You know people who spell well, almost instinctively, and you know people who are just as intelligent but who can barely spell their own names. I don’t think there’s much correlation between spelling ability and intelligence or between spelling ability and success in life by any measure.
We still have a bias toward ensuring correct spelling in print, and that’s a good thing for us editors. Beyond that, English orthography is interesting in its own right, because all those odd spellings tell us a great deal about the histories and therefore the meanings of words as well as about the way words are related to each other.
But the real reason spelling is important is that if you type the wrong word into a search engine, you end up the wrong place. Yes, I know that Google has their “Did you mean” function for common misspellings, and that’s great. But–and I know this from the traffic logs on this blog–if you think amperes is spelled ampers, Google is going to send you here before it sends you to a site that explains electrical units. (I’ll save you the trouble. One ampere is equal to one coulomb per second. Aren’t you glad you asked?)
The symbol & is an ampersand. It’s pronounced “and” (which is what it means, of course). So “ampers &” (in the blog title) is pronounced “ampersand.” It’s my own private joke, and I don’t expect anyone else to get it. But if you came here looking for “ampers,” there it is.
The other search terms that lead people here all the time really aren’t about misspellings; they’re about a habit of using Google instead of a dictionary. Ready?
People come here to find out what a virgule is. A virgule is a slanted line (/) used to separate two words. Virgule is the French word for comma, and one of the uses of the mark is to replace a comma. That’s how it’s used in two places in the title of this blog. It is also used to replace the word or, as in “and/or,” which means, literally, and OR or. And it is used to separate lines of poetry when they are run together in a paragraph: Roses are red / Violets are blue. The virgule is different, semantically and typographically, from the solidus (shilling mark), which is used in the old-style representation of British currency amounts (Unicode has this wrong). The fraction slash ( ⁄ ), used for building piece fraction, is different, as is the division slash ( ∕ ). Both have negative side bearings so that a numerator and denominator overlap them, like so: 17⁄137 (that was a fraction slash). The division slash can be used in general algebraic expressions (miles ∕ hour) instead of the fraction slash.
People search on Google to find out how to pronounce words. Every day I get at least one or two hits from people who want to know how to pronounce kiln or au bon pain). You wouldn’t think so, but it’s true.

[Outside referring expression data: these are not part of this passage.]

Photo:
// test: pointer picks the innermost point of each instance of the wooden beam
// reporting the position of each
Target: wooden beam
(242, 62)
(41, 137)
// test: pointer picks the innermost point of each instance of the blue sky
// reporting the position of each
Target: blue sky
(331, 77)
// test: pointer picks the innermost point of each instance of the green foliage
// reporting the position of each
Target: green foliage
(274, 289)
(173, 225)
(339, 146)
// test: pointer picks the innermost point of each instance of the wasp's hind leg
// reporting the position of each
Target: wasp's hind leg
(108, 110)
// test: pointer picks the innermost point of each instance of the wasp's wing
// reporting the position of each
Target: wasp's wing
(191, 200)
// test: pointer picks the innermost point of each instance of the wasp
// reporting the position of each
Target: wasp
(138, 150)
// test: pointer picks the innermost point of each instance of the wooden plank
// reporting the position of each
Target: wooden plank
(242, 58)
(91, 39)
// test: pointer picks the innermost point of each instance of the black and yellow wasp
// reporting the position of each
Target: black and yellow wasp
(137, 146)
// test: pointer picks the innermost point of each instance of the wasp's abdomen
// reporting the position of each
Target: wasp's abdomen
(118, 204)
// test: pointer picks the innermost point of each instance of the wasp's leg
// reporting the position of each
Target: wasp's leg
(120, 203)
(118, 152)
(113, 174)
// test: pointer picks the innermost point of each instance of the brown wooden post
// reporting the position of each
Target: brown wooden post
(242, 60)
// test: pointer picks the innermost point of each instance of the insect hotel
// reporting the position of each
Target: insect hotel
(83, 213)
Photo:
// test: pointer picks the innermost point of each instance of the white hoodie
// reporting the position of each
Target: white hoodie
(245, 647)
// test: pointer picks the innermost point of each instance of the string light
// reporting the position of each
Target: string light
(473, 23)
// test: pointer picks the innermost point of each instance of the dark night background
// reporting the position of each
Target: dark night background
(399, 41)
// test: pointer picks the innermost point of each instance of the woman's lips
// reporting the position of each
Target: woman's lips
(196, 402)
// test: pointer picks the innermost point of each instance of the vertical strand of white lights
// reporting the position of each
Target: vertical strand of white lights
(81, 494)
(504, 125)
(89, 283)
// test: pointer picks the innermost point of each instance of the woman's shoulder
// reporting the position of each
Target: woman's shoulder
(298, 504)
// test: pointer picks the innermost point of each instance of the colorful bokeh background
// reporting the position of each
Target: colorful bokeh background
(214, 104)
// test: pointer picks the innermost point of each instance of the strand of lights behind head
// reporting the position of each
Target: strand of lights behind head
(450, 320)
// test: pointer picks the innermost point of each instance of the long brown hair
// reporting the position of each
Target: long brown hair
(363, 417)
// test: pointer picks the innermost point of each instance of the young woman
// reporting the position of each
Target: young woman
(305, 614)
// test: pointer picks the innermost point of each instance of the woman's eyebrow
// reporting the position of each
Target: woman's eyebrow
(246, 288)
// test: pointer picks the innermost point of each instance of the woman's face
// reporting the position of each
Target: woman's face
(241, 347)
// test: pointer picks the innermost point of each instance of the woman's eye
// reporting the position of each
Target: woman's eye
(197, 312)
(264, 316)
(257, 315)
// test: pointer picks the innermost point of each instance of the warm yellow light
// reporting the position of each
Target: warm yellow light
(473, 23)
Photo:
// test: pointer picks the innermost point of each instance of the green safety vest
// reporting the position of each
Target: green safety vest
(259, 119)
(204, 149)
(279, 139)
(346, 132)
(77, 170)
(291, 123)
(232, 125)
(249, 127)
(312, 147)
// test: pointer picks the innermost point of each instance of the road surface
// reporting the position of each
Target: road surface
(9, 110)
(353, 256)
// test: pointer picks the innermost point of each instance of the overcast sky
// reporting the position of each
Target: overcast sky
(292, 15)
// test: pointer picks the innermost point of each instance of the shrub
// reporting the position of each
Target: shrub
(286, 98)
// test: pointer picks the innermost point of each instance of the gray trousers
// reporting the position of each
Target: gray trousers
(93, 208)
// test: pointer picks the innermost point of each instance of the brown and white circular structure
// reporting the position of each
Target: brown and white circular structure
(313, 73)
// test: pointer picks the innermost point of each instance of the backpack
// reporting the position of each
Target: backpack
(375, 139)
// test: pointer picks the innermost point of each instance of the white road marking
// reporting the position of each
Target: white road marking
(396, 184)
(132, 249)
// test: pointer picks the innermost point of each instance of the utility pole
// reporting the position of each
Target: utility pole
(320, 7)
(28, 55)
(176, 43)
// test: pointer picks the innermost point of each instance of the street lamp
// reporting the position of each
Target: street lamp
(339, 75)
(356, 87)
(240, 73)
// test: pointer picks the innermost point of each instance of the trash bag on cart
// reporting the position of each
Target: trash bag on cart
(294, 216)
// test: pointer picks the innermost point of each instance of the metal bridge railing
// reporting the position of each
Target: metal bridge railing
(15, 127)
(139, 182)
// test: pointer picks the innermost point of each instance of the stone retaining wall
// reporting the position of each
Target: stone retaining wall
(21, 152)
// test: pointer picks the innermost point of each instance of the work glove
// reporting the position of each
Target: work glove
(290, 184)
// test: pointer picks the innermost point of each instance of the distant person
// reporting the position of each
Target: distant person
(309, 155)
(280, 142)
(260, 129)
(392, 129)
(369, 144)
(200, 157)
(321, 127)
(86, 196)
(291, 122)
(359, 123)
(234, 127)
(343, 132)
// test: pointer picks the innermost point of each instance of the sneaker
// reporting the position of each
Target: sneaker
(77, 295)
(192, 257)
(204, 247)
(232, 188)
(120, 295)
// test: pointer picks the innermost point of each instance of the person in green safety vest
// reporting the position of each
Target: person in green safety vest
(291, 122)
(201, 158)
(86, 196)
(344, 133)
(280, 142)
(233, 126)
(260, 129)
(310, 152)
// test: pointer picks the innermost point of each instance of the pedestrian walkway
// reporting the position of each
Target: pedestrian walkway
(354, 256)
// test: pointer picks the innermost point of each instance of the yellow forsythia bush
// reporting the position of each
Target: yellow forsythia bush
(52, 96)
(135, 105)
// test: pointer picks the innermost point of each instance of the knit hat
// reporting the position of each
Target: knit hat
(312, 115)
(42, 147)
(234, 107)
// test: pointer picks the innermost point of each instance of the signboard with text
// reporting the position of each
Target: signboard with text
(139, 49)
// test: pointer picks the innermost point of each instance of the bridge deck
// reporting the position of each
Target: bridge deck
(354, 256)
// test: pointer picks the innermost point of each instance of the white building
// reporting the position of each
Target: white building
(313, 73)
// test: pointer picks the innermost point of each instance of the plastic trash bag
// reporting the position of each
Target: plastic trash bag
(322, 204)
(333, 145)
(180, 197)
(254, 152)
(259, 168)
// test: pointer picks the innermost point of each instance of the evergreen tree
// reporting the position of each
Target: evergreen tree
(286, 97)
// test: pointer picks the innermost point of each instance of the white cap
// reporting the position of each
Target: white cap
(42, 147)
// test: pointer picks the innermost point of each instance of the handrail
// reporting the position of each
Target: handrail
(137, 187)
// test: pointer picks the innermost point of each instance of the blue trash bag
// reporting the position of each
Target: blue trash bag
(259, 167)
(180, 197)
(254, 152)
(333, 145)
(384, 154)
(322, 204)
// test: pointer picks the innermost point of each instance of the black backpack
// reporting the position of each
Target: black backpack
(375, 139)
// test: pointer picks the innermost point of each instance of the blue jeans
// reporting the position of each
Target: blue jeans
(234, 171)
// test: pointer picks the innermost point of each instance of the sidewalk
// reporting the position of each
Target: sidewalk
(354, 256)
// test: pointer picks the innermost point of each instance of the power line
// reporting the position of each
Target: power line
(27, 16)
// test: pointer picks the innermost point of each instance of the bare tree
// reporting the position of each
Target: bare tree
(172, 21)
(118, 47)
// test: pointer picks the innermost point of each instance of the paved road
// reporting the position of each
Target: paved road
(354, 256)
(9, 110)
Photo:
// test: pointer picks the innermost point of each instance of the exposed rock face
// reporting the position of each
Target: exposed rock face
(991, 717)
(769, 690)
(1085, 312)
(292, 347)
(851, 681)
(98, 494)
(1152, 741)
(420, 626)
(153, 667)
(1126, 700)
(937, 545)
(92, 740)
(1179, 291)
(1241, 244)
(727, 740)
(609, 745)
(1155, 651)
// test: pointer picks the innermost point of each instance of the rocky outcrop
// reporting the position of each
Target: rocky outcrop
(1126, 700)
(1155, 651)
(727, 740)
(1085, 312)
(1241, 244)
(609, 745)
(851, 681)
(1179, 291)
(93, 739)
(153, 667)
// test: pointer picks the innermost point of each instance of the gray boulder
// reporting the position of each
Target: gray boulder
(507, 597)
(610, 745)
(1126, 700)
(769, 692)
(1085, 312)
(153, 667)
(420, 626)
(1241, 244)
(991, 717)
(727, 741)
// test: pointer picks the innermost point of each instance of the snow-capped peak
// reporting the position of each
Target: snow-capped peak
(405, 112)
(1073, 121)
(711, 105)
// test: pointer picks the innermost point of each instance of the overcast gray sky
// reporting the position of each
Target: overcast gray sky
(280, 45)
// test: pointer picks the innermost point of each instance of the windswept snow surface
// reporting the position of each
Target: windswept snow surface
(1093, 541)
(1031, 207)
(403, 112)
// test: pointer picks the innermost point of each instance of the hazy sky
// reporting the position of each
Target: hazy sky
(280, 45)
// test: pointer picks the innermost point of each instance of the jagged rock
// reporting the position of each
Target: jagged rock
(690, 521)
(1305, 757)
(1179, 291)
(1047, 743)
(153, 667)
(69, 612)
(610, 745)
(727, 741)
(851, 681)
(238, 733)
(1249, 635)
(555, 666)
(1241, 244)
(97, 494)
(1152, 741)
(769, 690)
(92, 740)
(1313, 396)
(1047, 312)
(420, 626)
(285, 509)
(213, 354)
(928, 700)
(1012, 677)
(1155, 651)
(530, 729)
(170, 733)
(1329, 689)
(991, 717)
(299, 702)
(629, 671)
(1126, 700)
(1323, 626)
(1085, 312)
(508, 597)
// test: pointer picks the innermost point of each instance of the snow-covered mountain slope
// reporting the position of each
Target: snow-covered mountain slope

Getting back to my point, if you can’t spell, it’s hard to look stuff up. If you can’t look stuff up, you’re at a disadvantage relative to people who can. So, for unexpected reasons, spelling matters.
Finally, if you want to look up the definition or pronunciation of a word, use a dictionary. I like OneLook, refdesk.com, and Merriam-Webster Online, depending on my mood and what I’m looking up.
But Dick, you're much more fun to read than a dictionary is.
Awwww. Thanks, Katharine.
As Andrew Jackson is reputed to have said, "It's a poor mind indeed that can think of only one way to spell a word." That said, if you can't spell, you will have a really tough time doing a crossword puzzle.